Google Cloud DLP
The `google-cloud-dlp` Python client library provides programmatic access to the Google Cloud Data Loss Prevention (DLP) API, now part of Sensitive Data Protection. It enables scanning, discovering, classifying, and redacting privacy-sensitive data (like PII) within text, images, and various Google Cloud storage repositories such as BigQuery and Cloud Storage. The library is currently at version 3.34.0 and follows the continuous release cadence typical of Google Cloud client libraries, offering frequent updates and enhancements.
Warnings
- gotcha Authentication requires enabling the DLP API and typically using Application Default Credentials (ADC) with a service account. Set the `GOOGLE_APPLICATION_CREDENTIALS` environment variable to the path of your service account key file, and ensure the service account has the `roles/dlp.user` role. API keys are supported for some methods but not for `deidentify` or `reidentify` requests that use Cloud Key Management Service (KMS) wrapped keys.
- breaking Python 3.6 and older versions are no longer supported. The last version compatible with Python 2.7 was `google-cloud-dlp==1.1.0`.
- gotcha The library's logging functionality can emit RPC events that may contain sensitive information.

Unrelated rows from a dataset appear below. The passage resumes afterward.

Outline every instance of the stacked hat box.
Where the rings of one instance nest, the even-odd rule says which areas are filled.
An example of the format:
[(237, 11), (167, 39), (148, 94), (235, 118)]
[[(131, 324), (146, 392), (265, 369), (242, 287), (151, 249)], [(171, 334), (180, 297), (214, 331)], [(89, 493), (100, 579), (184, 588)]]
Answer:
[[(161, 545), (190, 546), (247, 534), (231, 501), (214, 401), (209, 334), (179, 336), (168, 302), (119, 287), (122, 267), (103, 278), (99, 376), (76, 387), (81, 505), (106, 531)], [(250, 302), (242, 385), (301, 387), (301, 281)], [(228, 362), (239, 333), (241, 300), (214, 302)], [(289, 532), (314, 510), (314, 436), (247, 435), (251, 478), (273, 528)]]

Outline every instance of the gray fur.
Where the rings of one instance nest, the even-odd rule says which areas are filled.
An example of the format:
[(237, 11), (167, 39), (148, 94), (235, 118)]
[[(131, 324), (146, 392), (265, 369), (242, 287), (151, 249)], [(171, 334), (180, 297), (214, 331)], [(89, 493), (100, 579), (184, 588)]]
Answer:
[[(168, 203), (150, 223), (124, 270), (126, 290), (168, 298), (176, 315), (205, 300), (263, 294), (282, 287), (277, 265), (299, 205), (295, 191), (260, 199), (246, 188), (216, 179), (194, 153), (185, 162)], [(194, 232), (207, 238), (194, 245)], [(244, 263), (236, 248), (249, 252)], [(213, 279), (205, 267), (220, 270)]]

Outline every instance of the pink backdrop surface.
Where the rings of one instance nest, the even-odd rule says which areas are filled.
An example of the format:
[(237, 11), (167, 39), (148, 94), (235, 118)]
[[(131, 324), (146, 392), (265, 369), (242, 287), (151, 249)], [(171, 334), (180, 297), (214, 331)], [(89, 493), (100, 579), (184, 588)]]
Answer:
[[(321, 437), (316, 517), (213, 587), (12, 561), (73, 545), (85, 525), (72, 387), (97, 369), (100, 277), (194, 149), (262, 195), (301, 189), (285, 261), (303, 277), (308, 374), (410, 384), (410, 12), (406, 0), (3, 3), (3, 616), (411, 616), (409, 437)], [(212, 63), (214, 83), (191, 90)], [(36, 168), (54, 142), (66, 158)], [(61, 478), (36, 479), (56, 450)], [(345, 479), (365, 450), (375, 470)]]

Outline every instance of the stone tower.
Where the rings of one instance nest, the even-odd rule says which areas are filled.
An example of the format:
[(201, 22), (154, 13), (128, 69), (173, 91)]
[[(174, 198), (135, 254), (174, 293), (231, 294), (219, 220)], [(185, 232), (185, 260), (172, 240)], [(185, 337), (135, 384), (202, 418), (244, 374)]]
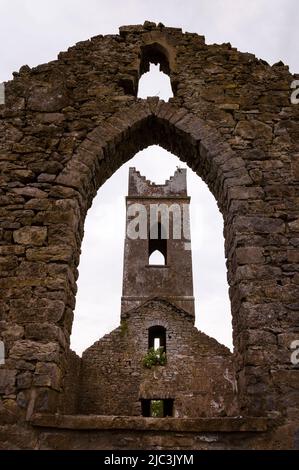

Access to these logs should be restricted, and users should not depend on the immutability of log message content or levels.
- gotcha When operating behind a TLS-intercepting proxy, gRPC-based Google Cloud client libraries (including DLP) may encounter SSL certificate trust issues.
- gotcha Many DLP API operations, such as `inspect_content` and `deidentify_content`, require a `parent` argument in the format `projects/{project_id}`. Forgetting this or providing an incorrect project ID will result in errors.
- gotcha It is crucial to explicitly enable the Cloud Data Loss Prevention API in your Google Cloud project via the GCP Console or `gcloud services enable dlp.googleapis.com` before using the client library. Otherwise, you will receive `API not enabled` errors.
Install
-
pip install google-cloud-dlp
Imports
- DlpServiceClient
from google.cloud import dlp_v2 client = dlp_v2.DlpServiceClient()
Quickstart
import os
from google.cloud import dlp_v2
from google.cloud.dlp_v2 import types
def inspect_text(project_id: str, text_content: str):
"""
Inspects a string of text for sensitive data using Google Cloud DLP.
Args:
project_id: The Google Cloud project ID.
text_content: The string to inspect.
"""
if not project_id:
print("GOOGLE_CLOUD_PROJECT environment variable or project_id not set.")
return
client = dlp_v2.DlpServiceClient()
# Construct the item to inspect
item = {"value": text_content}
# The info types to search for in the content.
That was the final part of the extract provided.